キリスト教の司祭が持つ杖も、もともとは羊飼いの杖がモチーフとされています。
しかし、日本において羊の飼育頭数は多くなく、羊飼いは決して多い職業ではありません。
では、実際にどのような仕事をしているのか。
その一年と日常を見ていきます。
羊飼いの一年
羊の飼育は、季節ごとに明確な仕事の流れがあります。
- 9〜10月:繁殖期
- 11〜12月:冬季の舎飼い
- 2〜3月:出産シーズン
- 4〜5月:牧草地の整備・毛刈り
- 6〜7月:子羊の離乳・一番草の収穫
- 8月:二番草の収穫
このように、羊そのものの管理だけでなく、「餌となる草づくり」も重要な仕事の一部です。
シーズンごとの主な作業
年間の流れの中でも、特に負荷の大きい時期があります。
- 2〜5月:出産期(ほぼ24時間体制)
- 5月中旬〜6月初旬:牧草の収穫(一番草)
- 8月末〜9月初旬:牧草の収穫(二番草)
- 5月:毛刈り
- 6月:人工授精(約1か月、様子を見ながら実施)
- 10月:比較的落ち着く時期
- 通年:2〜3か月に1回の駆虫処理
羊飼いの仕事は、単に動物の世話だけでなく、農業と密接に結びついています。
羊飼いの一日(7月の例)
日々の仕事は、朝早くから始まります。
- 5時半
朝の給餌(牧草と配合飼料)
畜舎の清掃、飲み水の交換、食べ残しの処理
健康チェック(異常の有無を確認)
※ここまでで午前9時頃まで - 午前中〜昼
牧草の運搬や農作業 - 11時頃
休憩(夏場は暑さを避ける) - 14〜15時頃
作業再開 - 16時頃
夕方の給餌
一日を通して、羊の状態を細かく観察し続けることが求められます。
羊飼いに聞く
Q. 一番大変なことは?
良い牧草を作ることです。
酪農と同様に、羊の飼育でも草づくりは非常に重要な仕事です。
6月の一番草、8月の二番草といった収穫や乾燥の出来によって、その年の飼育状態が大きく左右されます。

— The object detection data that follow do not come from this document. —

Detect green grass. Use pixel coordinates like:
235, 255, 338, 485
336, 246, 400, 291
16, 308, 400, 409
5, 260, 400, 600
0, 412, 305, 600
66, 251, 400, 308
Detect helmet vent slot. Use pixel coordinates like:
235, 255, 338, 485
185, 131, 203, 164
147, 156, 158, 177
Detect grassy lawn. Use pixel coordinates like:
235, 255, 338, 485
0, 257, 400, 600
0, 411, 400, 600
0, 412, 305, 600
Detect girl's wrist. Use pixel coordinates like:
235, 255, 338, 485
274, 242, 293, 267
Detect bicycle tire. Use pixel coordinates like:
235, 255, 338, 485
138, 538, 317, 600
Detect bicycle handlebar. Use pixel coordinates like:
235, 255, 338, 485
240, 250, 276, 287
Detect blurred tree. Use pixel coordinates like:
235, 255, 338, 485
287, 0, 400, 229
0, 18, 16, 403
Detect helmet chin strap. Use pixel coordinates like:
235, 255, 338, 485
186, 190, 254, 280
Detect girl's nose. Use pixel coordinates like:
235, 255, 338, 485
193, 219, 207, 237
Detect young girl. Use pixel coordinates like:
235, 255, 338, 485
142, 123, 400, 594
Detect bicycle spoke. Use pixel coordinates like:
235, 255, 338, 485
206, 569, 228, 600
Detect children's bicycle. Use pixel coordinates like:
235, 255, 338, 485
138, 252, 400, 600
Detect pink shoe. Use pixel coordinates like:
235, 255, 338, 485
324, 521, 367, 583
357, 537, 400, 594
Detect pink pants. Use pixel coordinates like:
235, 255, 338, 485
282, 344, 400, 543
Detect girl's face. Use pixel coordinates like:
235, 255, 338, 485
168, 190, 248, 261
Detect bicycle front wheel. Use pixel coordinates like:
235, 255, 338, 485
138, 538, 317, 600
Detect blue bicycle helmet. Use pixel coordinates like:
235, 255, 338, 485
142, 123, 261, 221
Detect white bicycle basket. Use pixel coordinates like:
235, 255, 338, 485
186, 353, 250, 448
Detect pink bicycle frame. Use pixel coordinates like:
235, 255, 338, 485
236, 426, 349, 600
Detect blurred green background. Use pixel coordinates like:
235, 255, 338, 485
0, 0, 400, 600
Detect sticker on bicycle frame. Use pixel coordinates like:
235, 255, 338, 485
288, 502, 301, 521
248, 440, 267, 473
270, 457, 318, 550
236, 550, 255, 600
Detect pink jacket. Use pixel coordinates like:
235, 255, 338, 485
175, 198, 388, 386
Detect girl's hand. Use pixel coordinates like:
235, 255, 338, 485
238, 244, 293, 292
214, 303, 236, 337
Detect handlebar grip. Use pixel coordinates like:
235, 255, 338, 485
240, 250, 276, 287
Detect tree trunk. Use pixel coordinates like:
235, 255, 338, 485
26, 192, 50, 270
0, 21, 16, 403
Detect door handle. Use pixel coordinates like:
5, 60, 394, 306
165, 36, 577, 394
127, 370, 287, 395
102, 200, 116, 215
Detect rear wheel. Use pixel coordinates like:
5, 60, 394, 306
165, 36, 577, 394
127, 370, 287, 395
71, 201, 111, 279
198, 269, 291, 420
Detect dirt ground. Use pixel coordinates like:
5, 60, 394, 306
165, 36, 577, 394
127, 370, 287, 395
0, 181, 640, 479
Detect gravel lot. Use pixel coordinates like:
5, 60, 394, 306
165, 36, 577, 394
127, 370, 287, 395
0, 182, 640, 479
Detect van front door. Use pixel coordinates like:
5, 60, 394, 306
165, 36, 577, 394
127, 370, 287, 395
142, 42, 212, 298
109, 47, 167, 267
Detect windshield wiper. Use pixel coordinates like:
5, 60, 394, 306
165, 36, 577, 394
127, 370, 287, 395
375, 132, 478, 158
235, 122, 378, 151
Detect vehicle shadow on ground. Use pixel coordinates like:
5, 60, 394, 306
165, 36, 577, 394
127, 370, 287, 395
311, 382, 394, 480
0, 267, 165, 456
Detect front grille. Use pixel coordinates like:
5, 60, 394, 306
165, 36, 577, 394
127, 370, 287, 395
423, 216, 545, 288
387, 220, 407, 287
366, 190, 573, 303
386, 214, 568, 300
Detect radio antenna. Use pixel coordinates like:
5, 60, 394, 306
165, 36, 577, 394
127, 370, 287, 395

羊は一日に約3kgもの草を食べるため、安定して良質な草を確保することは簡単ではありません。
Q. 健康管理で気をつけていることは?
寄生虫の管理です。
寄生虫は羊の大きなリスクの一つであり、特に放牧されている羊は感染しやすい傾向があります。
自然界に存在するものなので完全に排除することはできませんが、増えすぎると体調を崩す原因になります。
そのため、駆虫薬を使いながらバランスを取る必要があります。
ただし、薬を使いすぎると耐性がつくため、その調整が難しいところです。
適切に管理できないと命に関わるため、非常に気を使うポイントです。
羊飼いという仕事
羊飼いは、単なる畜産業ではありません。
自然、動物、そして人の生活をつなぐ仕事です。
羊肉が食卓に届くまでの裏側には、こうした日々の積み重ねがあります。
この仕事があるからこそ、私たちは羊を食べることができるのです。
お話を伺ったのは
今回お話を伺ったのは、羊飼いの関口博樹さん。
青森県階上町で羊の飼育を行っており、もともとは東京都練馬区出身。イタリアンのシェフとして働いていた経験を持ち、現在は羊と向き合う日々を送っています。
階上町の自然に魅了され移住し、現在は約50頭の羊を飼育。
料理人から羊飼いへという異色の経歴を持ちながら、日々現場で羊と向き合い続けています。